Le Kintsugi est dans la culture japonaise l'art de réparer des porcelaines brisées avec une technique qui laisse apparente les cassures en les soulignant avec des joints en or. L'objet qui a vécu et traversé des épreuves est ainsi symboliquement transfiguré. Sa fracture ne signifie plus sa fin, mais le début d'un autre cycle, d'un renouveau. C'est l'invention de ce nouveau cycle, sans effacer l'empreinte du passé et de ses épreuves et expériences, mais embelli, enrichi par la réparation visible qui nous semble porteur d'avenir. Et cet avenir sera guidé par l'essentiel : aller à l'essentiel pour faire plus avec moins. 

En d'autres termes : 

  • Gagner en efficacité, voire automatiser si c'est possible, 
  • Juger de l'importance et de la pertinence des actions, 
  • Se concentrer sur ce qui est capital pour créer de la valeur. 

Dans l'entreprise, pour réussir ce futur et "réparer" les impacts de la crise, il faut se poser les bonnes questions à différents niveaux : au niveau de l'individu, au niveau d'un collectif d'individus, au niveau de l'organisation tout entière, au niveau de ses clients et fournisseurs et enfin au niveau de son éco-système tout entier. Quelles sont ces questions au niveau individuel ? Listons en quelques-unes qui nous semblent clés : 

  • Quels sont mes objectifs et mes valeurs ? 
  • Qu'est-ce qui est important pour moi ? Qu'est-ce qui me donne de l'énergie pour démarrer une nouvelle journée ? 
  • Dans ma liste de tâches, quelles sont les actions qui auront le plus d'impact sur mon avenir ? 
  • Quelles sont les décisions qui ont eu le plus d'influence sur le long terme ? 
  • De quoi ai-je vraiment besoin ? 

Pour y répondre et bien appréhender ses besoins vitaux, les entreprises doivent aborder 5 thèmes majeurs : 

  • Retravailler la vision de l'entreprise post-crise et préciser sa raison d'être. Sans ce cadre fondateur, impossible d'aller à l'essentiel, de définir les besoins vitaux aux différents niveaux de l'organisation cités plus haut ; 
  • Evaluer la capacité de l'organisation à "aller à l'essentiel" et donc identifier les besoins de formation/éducation pour décider des actions menant à l'essentiel. Il s'agit de postures souvent inhabituelles, de savoir faire décisionnel basé sur des critères et des priorités nouvelles ; 
  • Identifier le niveau de risques acceptable pour l'organisation dont la vision et la raison d'être ont été redessinées, dans l'optique d'aller à l'essentiel et de créer un maximum de valeur business pour le client ; 
  • Communiquer avec pédagogie le corpus "aller à l'essentiel" et tout particulièrement la vision, la raison d'être et le niveau de risques acceptable ; de façon à ce que, à chaque niveau de l'entreprise, les individus puissent agir individuellement et/ou collectivement pour délivrer plus de valeur avec moins ; 
  • Mesurer enfin la diffusion de cette nouvelle culture d'entreprise et l'accroissement de valeur délivrée au travers des actions pour aller à l'essentiel.

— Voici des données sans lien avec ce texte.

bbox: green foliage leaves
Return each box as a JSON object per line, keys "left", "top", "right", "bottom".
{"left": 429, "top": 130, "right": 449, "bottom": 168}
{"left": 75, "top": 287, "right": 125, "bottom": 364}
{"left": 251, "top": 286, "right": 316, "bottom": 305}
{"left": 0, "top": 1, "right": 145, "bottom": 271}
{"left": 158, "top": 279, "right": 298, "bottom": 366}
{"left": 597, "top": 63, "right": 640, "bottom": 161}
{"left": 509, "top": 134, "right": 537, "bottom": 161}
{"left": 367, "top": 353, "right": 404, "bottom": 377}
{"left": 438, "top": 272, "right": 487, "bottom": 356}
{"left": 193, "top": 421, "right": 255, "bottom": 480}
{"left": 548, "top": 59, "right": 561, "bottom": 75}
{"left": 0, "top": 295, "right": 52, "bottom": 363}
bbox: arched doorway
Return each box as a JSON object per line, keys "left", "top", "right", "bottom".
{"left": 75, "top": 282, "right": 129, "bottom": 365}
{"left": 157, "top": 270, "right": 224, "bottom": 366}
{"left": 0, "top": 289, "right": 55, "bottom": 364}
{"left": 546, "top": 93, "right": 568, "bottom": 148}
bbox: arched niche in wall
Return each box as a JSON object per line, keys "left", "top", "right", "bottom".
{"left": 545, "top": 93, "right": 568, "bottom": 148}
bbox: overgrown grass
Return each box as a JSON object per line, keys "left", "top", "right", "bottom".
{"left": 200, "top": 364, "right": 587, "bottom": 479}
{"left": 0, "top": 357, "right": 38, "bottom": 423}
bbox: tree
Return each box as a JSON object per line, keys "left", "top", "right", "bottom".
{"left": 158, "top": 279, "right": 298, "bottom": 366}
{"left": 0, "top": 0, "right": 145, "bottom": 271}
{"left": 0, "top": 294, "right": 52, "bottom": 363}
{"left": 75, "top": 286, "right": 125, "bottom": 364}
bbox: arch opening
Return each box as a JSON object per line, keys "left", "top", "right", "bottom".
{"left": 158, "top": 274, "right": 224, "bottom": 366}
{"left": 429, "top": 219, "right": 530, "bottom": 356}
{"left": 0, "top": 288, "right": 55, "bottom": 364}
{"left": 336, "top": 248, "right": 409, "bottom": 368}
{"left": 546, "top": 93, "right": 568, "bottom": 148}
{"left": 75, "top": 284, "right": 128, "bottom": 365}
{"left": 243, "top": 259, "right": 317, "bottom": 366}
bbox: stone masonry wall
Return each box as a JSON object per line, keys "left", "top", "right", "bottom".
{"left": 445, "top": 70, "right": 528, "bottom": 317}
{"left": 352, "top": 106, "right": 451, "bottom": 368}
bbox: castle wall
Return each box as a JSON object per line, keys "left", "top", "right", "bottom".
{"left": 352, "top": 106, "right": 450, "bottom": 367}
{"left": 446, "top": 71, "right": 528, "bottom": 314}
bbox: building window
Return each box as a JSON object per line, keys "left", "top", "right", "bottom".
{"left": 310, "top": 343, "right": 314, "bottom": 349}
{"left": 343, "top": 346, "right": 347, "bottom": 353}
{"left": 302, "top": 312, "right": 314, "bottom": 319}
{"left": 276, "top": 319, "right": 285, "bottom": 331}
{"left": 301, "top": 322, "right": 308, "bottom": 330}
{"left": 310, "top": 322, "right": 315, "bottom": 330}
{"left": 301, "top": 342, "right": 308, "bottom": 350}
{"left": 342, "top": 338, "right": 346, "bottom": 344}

Ces 5 thèmes devront se nourrir de la culture de l'entreprise modifiée et améliorée par les acquis humains et collectifs de la période du confinement – par exemple la confiance accrue dans les individus, mais aussi les besoins d'authenticité et de transparence révélés, la puissance du collectif ou l'efficacité des circuits courts -. Voilà ce que nous dicte la métaphore du Kintsugi. 

En conclusion, il s'agit de co-construire un futur plus fort, plus efficace, délivrer plus de valeur tout en offrant aux femmes et aux hommes de l'entreprise un cadre en adéquation avec les valeurs que la crise nous a obligés à reconsidérer.